Bug #110209 PRIMARY KEY should not change the query result.
Submitted: 24 Feb 2023 16:01 Modified: 28 Feb 2023 13:17
Reporter: John Jove Email Updates:
Status: Verified Impact on me:
None 
Category:MySQL Server: DML Severity:S3 (Non-critical)
Version:8.0 OS:Any
Assigned to: CPU Architecture:Any

[24 Feb 2023 16:01] John Jove
Description:
Whether a column has the PRIMARY KEY constraint should not change the query results on it. However, in the following cases, when I remove the PRIMARY KEY constraint from case 1, and construct case 2. The same SELECT statement returns different results, in which case 1 returns a normal query result, while case 2 returns an error.

How to repeat:
Run the following two cases, and observe their query results.

-- case 1
CREATE TABLE t0(c0 char(1) PRIMARY KEY );
INSERT INTO t0 VALUES ('1');
SELECT * FROM t0 WHERE (- ((~ (((t0.c0) IS NULL))))); -- 1

-- case 2
CREATE TABLE t0(c0 char(1));
INSERT INTO t0 VALUES ('1');
SELECT * FROM t0 WHERE (- ((~ (((t0.c0) IS NULL))))); -- ERROR 1690 (22003): BIGINT value is out of range in '-(~((`test`.`t0`.`c0` is null)))'
[24 Feb 2023 16:26] Frederic Descamps
Hi John, 

Are you using GIPK mode (sql_generate_invisible_primary_key) ?

Cheers,
[25 Feb 2023 2:05] John Jove
I deploy MySQL with its default configuration.
I check its value by the following command. OFF is returned.

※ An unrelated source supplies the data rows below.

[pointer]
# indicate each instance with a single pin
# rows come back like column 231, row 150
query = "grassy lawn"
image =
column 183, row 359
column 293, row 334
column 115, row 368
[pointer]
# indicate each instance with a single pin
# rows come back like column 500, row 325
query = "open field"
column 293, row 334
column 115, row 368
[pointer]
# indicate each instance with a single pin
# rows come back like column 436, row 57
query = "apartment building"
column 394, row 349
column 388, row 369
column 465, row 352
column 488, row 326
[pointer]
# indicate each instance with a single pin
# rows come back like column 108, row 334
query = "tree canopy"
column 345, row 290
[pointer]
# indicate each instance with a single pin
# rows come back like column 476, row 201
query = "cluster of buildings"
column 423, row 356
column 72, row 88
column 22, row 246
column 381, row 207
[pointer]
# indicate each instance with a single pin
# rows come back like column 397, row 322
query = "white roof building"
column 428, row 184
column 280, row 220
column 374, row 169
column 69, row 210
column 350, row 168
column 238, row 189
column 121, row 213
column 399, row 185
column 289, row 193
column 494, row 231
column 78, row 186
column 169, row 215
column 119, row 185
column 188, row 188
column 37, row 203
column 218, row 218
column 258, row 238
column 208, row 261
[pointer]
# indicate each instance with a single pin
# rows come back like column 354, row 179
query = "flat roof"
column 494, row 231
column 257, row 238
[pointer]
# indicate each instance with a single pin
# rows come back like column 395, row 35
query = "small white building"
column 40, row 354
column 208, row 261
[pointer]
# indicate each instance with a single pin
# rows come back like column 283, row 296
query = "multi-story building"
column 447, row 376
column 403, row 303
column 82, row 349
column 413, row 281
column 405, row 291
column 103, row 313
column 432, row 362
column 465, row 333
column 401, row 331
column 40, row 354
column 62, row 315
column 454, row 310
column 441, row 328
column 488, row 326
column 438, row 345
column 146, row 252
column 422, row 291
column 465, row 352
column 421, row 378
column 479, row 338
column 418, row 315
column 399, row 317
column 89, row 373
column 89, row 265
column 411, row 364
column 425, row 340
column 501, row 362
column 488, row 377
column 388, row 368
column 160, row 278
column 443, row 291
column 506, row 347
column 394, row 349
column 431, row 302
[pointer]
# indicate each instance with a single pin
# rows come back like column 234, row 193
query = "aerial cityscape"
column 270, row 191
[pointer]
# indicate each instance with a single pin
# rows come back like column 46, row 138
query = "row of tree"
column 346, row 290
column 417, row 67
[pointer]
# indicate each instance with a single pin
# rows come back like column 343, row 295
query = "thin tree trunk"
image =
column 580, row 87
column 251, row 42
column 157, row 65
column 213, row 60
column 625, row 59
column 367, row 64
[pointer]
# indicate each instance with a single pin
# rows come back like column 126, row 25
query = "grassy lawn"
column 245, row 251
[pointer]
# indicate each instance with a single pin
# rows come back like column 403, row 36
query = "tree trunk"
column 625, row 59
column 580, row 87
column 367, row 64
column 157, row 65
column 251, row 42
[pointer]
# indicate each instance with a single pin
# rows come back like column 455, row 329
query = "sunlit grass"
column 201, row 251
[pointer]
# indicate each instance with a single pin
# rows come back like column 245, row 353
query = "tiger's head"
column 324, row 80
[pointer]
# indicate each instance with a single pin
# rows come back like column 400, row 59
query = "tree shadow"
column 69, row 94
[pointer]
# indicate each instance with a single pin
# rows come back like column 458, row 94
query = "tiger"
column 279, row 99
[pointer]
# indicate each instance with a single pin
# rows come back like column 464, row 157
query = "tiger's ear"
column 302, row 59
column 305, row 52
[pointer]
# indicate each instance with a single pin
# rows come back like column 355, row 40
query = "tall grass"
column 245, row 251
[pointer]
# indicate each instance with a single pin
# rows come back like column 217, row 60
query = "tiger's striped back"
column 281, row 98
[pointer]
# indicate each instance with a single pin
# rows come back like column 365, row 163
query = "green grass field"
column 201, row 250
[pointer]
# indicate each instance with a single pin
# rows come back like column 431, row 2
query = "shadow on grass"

show variables like 'sql_generate_invisible_primary_key'; -- OFF
[28 Feb 2023 13:17] MySQL Verification Team
Hi Mr. Jove,

Thank you very much for your bug report.

We do not think that your report is a bug. It is simply because you are using a column type from the CHAR domain, to which you can not apply all the operators that you used.

However, we have replaced your CHAR column type with BIGINT and got 100 % the same result.

That is why this report has become a verified bug.